Karena rumah saya di Bajawa maka perjalanan saya ke Riung kali ini menggunakan mobil pribadi pinjaman (dipinjam dari ortu saya :P). Setelah mempersiapkan segala sesuatunya dan mengajak sejumlah rekan untuk meramaikan (wisata rame2 dijamin lebih seru :D) maka di suatu sore yang cerah pada hari Sabtu, 3 September 2011, berangkatlah saya ke Riung bersama saudara dan teman, total kami bertujuh. Ini bukan pertama kalinya saya ke Riung, tapi ini pertama kalinya saya menyetir mobil sendiri menuju Riung. Informasi yang terkumpul sebelumnya adalah bahwa kondisi jalan dari Bajawa menuju Riung lewat Soa sangat buruk. Aspal yang mulus entah sudah kemana, jalanan rusak dan kubangan-kubangan raksasalah yang menanti. Ada pilihan rute lain yaitu lewat Mbay dengan kondisi jalan yang lebih baik, tetapi jarak tempuhnya menjadi lebih jauh,hampir 2 kali lipat. Akhirnya setelah mempertimbangkan semua kemungkinan, saya memilih lewat Soa, sekalian untuk menguji skill mengemudi saya :D
Eksotisme Riung lebih bagus dinikmati mulai dari pagi sampai siang hari. Karena itu rencananya kami akan menginap di sana malam ini dan akan melakukan aktivitas wisata mulai subuh lalu kembali ke Bajawa siang hari. Sekitar pukul 17.30 WITA kami berangkat dari Bajawa menuju Riung. Benar saja, beberapa kilometer selepas Soa, jalanan beraspal mulai bolong-bolong. Selebihnya sudah berubah menjadi jalanan tanah dengan kubangan dimana-mana. Saya harus lihai mengendalikan mobil perlahan-lahan melewati kubangan. Entah seperti apa jadinya jalanan ini ketika musim hujan. Tercatat ada 3 kubangan raksasa dengan kedalaman hampir 1 meter yang membuat keringat saya menetes deras, khawatir kalau si Toyota Kijang pinjaman ini sampai nyangkut di sana lalu tak mampu keluar lagi, dan ini malam hari! Setelah melewati perjalanan yang cukup menegangkan selama lebih dari 3 jam, akhirnya kami sampai juga di Riung. Perjalanan sempat terhenti beberapa kali untuk mengencangkan baut roda yang longgar. Dan ini baru pertama kalinya terjadi dalam sejarah saya menyetir mobil!

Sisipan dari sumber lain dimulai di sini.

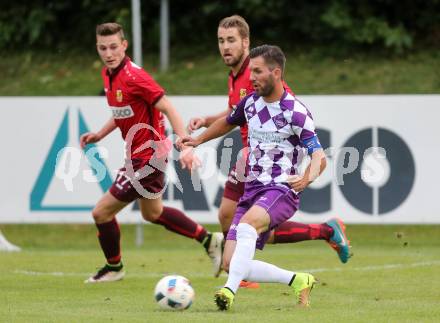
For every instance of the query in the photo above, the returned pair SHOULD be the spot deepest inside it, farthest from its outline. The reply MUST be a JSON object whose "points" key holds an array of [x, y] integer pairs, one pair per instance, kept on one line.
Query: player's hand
{"points": [[189, 141], [196, 123], [88, 138], [297, 183], [188, 160]]}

Ada banyak penginapan di Riung dengan tarif puluhan ribu sampai ratusan ribu rupiah. Kami menginap di Hotel Bintang Wisata. Letaknya di area belakang pasar Riung dan dekat dengan sejumlah tempat makan. IDR 150 Ribu untuk sebuah kamar serba putih yang bersih dan rapih dengan double springbed, kamar mandi di dalam serta 2 buah fan untuk sirkulasi udaranya. Setelah istirahat sejenak dan merapihkan barang-barang, kami berjalan kaki ke sebuah rumah makan yang letaknya tak jauh dari penginapan. Menu santap malam kali ini seekor ikan bakar berukuran jumbo dengan panjang lebih dari 30 cm plus sayuran dan nasi secukupnya. Ini lebih dari cukup untuk mengganjal perut kami bertujuh, lalu ditutup dengan beberapa gelas bir dingin. Sesuai dengan namanya Rumah Makan “Murah Meriah”, demikianlah suasana di malam itu meriah, dan juga “Murah”, tak lebih dari IDR 120 Ribu untuk total makan 7 orang (plus bir dingin :P). Sang pemilik rumah makan yang sangat ramah, ternyata juga seorang Local Guide yang biasa mengkoordinir penyewaan kapal, life jacket. perlengkapan selam/snorkeling, dll untuk menikmati keindahan Taman Laut Riung. Saya langsung mengurus penyewaan sebuah kapal seharga IDR 250 Ribu (lebih mahal dari biasanya karena sedang peak season+weekend) dan 2 set perlengkapan snorkeling seharga IDR 100 Ribu, sehingga esok pagi, kami hanya perlu datang ke dermaga dan semuanya sudah disiapkan, tinggal tancap gas :P. Sekembalinya ke penginapan, semua langsung mencari posisi nyaman untuk membaringkan badan masing-masing. Kami hanya menyewa 2 Kamar (untuk tujuh orang :P), maka tiap orang mesti pandai-pandai mencari Posisi Wuenaknya. Sejurus kemudian suasana sudah hening (pasti juga ada efek dari bir dingin nih,huehehe). O iya, di Riung, listrik PLN hanya tersedia beberapa jam dari sore sampai malam hari, so untuk para pemilik peralatan elektronik yang perlu dicharge, jangan sia-siakan kesempatan ini: pastikan seluruh batere full!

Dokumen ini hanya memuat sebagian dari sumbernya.